Tsitsi Dangarembga  

Using storytelling multitalented Zimbabwean director and novelist Tsitsi Dangarembga has continually centre the narratives of women and girls, while vocally advocating for women’s rights especially in the film industry. Founder of African Women Filmmakers Hub, which she says she started “to bring African women filmmakers together to make the films millions of people in the world are waiting to see”, Tsitsi is also the author of lauded novel Nervous Condition and Neria, a movie released in 1992 which is considered a classic and one of Zimbabwe’s top grossing films to date. In April, Tsitsi launched a crowdfunding campaign for her anticipated upcoming feature, titled Nnenna, about a teenage girl discovering sexuality, a topic which she is cannot engage with her mother.
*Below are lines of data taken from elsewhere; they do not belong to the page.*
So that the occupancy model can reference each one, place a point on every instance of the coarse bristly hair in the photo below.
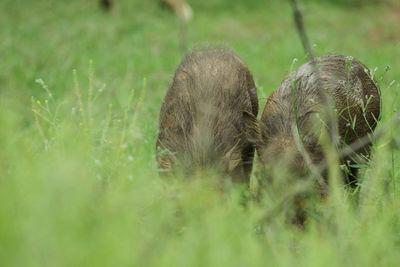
(208, 115)
(356, 100)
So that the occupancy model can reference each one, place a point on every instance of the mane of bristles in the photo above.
(207, 98)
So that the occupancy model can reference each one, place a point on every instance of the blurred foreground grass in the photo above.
(79, 184)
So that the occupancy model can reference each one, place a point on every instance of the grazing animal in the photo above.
(354, 96)
(107, 4)
(208, 116)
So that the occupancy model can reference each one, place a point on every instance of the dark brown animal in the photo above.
(208, 116)
(355, 99)
(107, 4)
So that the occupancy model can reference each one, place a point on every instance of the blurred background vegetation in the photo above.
(79, 184)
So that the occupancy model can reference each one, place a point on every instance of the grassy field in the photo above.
(80, 92)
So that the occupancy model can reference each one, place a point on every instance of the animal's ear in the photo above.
(251, 128)
(165, 158)
(232, 159)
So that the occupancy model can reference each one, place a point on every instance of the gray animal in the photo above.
(354, 96)
(208, 116)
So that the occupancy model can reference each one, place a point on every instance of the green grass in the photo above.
(73, 194)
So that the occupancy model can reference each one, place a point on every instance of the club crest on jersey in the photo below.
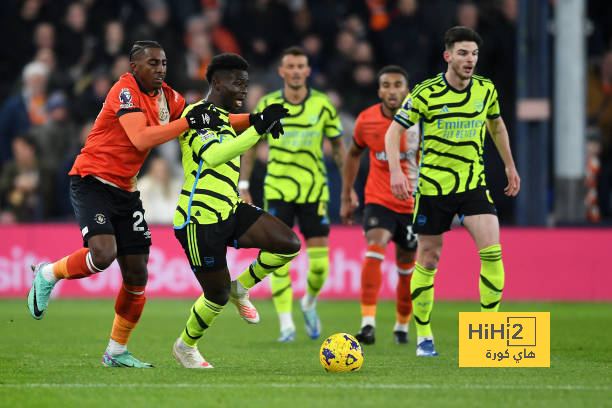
(100, 218)
(125, 97)
(206, 135)
(408, 104)
(163, 114)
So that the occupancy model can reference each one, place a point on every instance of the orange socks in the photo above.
(371, 279)
(75, 266)
(128, 308)
(404, 300)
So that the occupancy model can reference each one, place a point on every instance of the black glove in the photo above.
(202, 116)
(265, 121)
(277, 130)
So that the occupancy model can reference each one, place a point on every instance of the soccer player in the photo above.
(296, 183)
(385, 217)
(140, 112)
(455, 108)
(210, 215)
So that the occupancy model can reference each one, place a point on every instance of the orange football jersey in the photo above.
(369, 133)
(108, 153)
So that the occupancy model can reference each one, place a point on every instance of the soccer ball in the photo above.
(341, 352)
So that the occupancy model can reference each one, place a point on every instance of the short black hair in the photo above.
(392, 69)
(294, 50)
(460, 33)
(139, 47)
(225, 62)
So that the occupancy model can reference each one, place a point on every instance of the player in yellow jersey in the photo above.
(210, 216)
(296, 183)
(455, 108)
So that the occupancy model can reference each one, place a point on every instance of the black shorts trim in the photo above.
(312, 217)
(398, 224)
(433, 215)
(206, 244)
(104, 209)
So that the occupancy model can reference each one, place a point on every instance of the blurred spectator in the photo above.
(363, 92)
(467, 15)
(111, 47)
(157, 27)
(75, 44)
(189, 71)
(62, 189)
(222, 38)
(44, 36)
(24, 108)
(313, 46)
(407, 42)
(56, 78)
(120, 67)
(26, 185)
(340, 64)
(346, 118)
(159, 190)
(19, 27)
(261, 36)
(59, 134)
(88, 104)
(497, 61)
(599, 119)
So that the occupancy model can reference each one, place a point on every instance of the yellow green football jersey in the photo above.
(210, 194)
(453, 126)
(296, 171)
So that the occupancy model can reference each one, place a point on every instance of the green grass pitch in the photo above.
(56, 362)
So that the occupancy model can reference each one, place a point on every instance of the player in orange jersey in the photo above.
(385, 217)
(140, 112)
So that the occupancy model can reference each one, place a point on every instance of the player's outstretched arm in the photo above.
(349, 174)
(399, 183)
(145, 137)
(499, 134)
(246, 167)
(219, 153)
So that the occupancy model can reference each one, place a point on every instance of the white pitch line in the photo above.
(314, 386)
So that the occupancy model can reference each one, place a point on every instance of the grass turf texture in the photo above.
(56, 361)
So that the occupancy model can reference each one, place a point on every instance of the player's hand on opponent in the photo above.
(268, 120)
(514, 182)
(243, 189)
(400, 186)
(348, 205)
(203, 117)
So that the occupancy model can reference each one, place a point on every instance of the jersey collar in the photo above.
(456, 90)
(295, 104)
(144, 91)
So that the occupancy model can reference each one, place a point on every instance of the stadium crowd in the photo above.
(67, 55)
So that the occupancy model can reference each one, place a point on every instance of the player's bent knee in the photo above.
(102, 259)
(293, 244)
(219, 295)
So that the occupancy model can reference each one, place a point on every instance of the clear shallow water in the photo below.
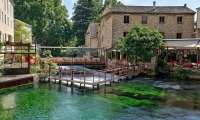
(71, 104)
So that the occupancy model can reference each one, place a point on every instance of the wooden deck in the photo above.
(77, 61)
(92, 80)
(15, 80)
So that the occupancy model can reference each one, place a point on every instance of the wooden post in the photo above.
(197, 57)
(49, 73)
(93, 82)
(29, 64)
(72, 77)
(60, 75)
(84, 71)
(105, 78)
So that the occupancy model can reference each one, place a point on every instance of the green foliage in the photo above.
(48, 19)
(141, 42)
(85, 11)
(134, 94)
(180, 74)
(140, 91)
(22, 32)
(123, 101)
(47, 53)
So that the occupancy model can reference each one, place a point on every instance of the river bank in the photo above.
(52, 102)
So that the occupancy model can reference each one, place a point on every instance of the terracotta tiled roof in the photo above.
(151, 9)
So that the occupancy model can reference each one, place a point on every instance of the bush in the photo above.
(180, 74)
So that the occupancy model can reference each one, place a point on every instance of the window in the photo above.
(126, 19)
(125, 34)
(179, 20)
(179, 35)
(144, 19)
(163, 34)
(162, 19)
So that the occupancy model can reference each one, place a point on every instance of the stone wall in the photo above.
(112, 26)
(170, 28)
(6, 20)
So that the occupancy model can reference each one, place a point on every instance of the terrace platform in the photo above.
(16, 80)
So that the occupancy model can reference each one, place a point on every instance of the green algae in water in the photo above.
(124, 102)
(29, 103)
(142, 91)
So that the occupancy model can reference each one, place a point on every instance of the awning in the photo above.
(193, 43)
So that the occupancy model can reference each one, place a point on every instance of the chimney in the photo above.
(154, 3)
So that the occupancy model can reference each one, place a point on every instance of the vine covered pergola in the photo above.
(17, 57)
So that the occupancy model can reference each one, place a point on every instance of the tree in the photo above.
(22, 32)
(84, 13)
(141, 42)
(48, 19)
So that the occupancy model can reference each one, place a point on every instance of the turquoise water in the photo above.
(55, 103)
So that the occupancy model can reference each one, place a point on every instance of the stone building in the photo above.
(198, 23)
(174, 22)
(6, 20)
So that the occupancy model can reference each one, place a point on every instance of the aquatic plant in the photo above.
(139, 91)
(180, 74)
(123, 101)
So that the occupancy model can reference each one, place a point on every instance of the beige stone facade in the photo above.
(6, 20)
(198, 23)
(112, 26)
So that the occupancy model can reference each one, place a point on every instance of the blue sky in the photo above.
(191, 3)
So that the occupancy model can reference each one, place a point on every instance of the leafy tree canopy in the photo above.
(141, 42)
(22, 32)
(48, 19)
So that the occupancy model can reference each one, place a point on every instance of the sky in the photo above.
(193, 4)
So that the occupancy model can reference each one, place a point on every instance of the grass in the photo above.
(29, 103)
(40, 99)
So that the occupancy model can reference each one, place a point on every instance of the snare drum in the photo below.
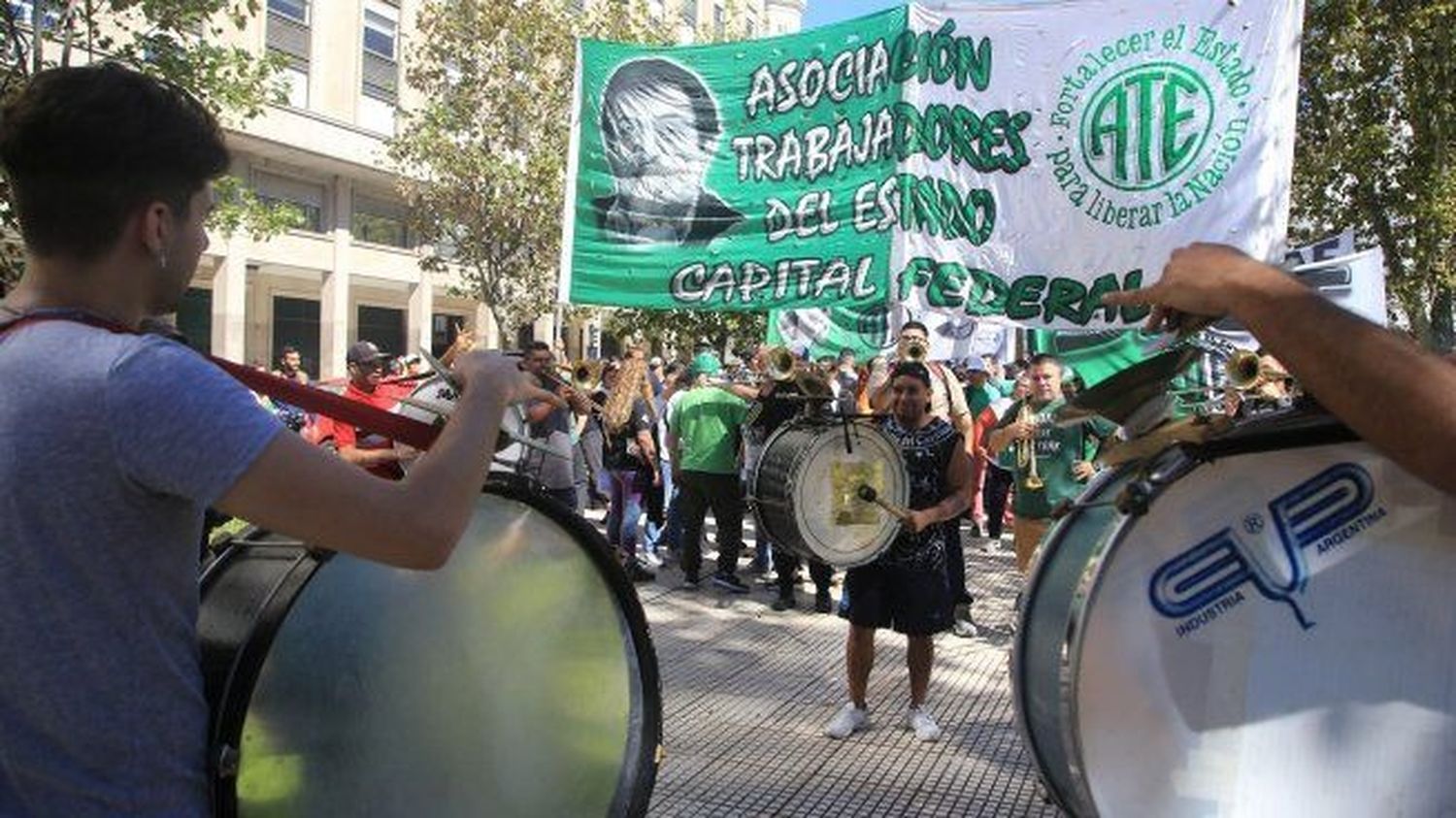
(434, 392)
(804, 489)
(517, 680)
(1260, 625)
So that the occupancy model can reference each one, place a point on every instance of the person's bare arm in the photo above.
(955, 503)
(367, 457)
(297, 489)
(1397, 396)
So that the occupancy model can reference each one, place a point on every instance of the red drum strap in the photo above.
(393, 427)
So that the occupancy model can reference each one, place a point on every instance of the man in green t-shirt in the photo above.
(1063, 454)
(704, 437)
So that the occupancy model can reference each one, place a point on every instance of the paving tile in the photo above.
(747, 693)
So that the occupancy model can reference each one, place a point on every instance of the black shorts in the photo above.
(914, 602)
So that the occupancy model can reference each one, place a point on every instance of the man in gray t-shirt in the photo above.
(113, 444)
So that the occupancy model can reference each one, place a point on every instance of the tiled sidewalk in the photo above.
(748, 690)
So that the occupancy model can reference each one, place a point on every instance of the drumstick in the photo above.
(871, 495)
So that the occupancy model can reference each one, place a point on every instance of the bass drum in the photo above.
(804, 489)
(1260, 625)
(517, 680)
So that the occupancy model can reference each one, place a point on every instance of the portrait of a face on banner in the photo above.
(969, 165)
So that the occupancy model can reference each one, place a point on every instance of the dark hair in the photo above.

Go Tsitsi!

Rungano Nyoni 

Zambian and Welsh filmmaker Rungano Nyoni is a director whose work has captured the imagination of so many around the world. Her debut film, I Am Not A Witch, shot in Zambia and about a girl accused of being a witch in her village, premiered at Cannes Film Festival in 2017 and last year won a Bafta (British Academy of Film and Television Arts) award for Outstanding Debut by a British Writer, Director or Producer. As her work, which was recently scooped by Netflix, is touted as “a significant new screen voice” by the Hollywood Reporter, Lusaka-born Cardiff-raised Rungano is one to watch as a filmmaker putting Zambia on the global filmic map.

Donald Molosi

Donald Molosi is one of Botswana’s most precious talents. A playwright, actor, book writer and director, Molosi credits include starring in Broadway productions and Hollywood films, such as A United Kingdom and Green Zone, alongside US actor Matt Damon. With a coveted resume that includes having obtained a Master of Arts degree in Theatre and Performance Studies from the University of California Santa Barbara and winning Best Short Solo Award at United Solo Theatre Festival for his theatre performance as former president of Botswana Seretse Khama, Molosi recently released the film trailer for the adaptation of his book We Are Blue, a collection of plays Blue, Black and White and Motswana: Africa, Dream Again. We Are Blue, a documentary, visualises Botswana through the eyes of Molosi and according to the Botswana Guardian, “explores some fundamental life questions about identity and belonging, about being a Motswana, and about the contradictions inherent in the country he loves”.

Maria João Ganga 

Maria João Ganga is arguably the godmother of Angolan cinema and the first woman to direct a feature film in the south-central African country. An alumni of École supérieure d'études cinématographiques, or ESEC film school, in Paris and also an accomplished playwright and theatre director, the multitalented Maria became touted in the industry with the release of her first film in 2004, titled Hollow City (Na Cidade Vazia), is an adaptation of Artur Carlos Maurício Pestana dos Santos’s book. Angola-born Maria took home the Special Jury Prize at the Paris Film Festival for the movie, which has shown at several festivals across the globe, and has worked as assistant director on films such as Rostov-Luanda, a documentary by Mauritanian filmmaker of critical acclaim Abderrahmane Sissako.

Charles Shemu Joyah 

Award-winning filmmaker and producer Charles Shemu Joyah makes movies that continue to showcase Malawi’s film industry. A multitalented creative and scientist, born in Zimbabwe, Charles - who has an academic background in the sciences - is an award-winning published author, and has also garnered much fanfare for his gripping screenplays, which he has turned into films. His latest movie, The Road to Sunrise,  about two workers who learn to rely on each other as they struggle to survive in the unforgiving townships of Blantyre, Malawi, was nominated for an Academy Award in 2018 in the Best Foreign Language Film category, making this the first Malawian movie nominated for the coveted Oscar. The Road to Sunrise also scooped an award at the AMVAs, or Africa Magic Viewers’ Choice Awards, for best Southern African film.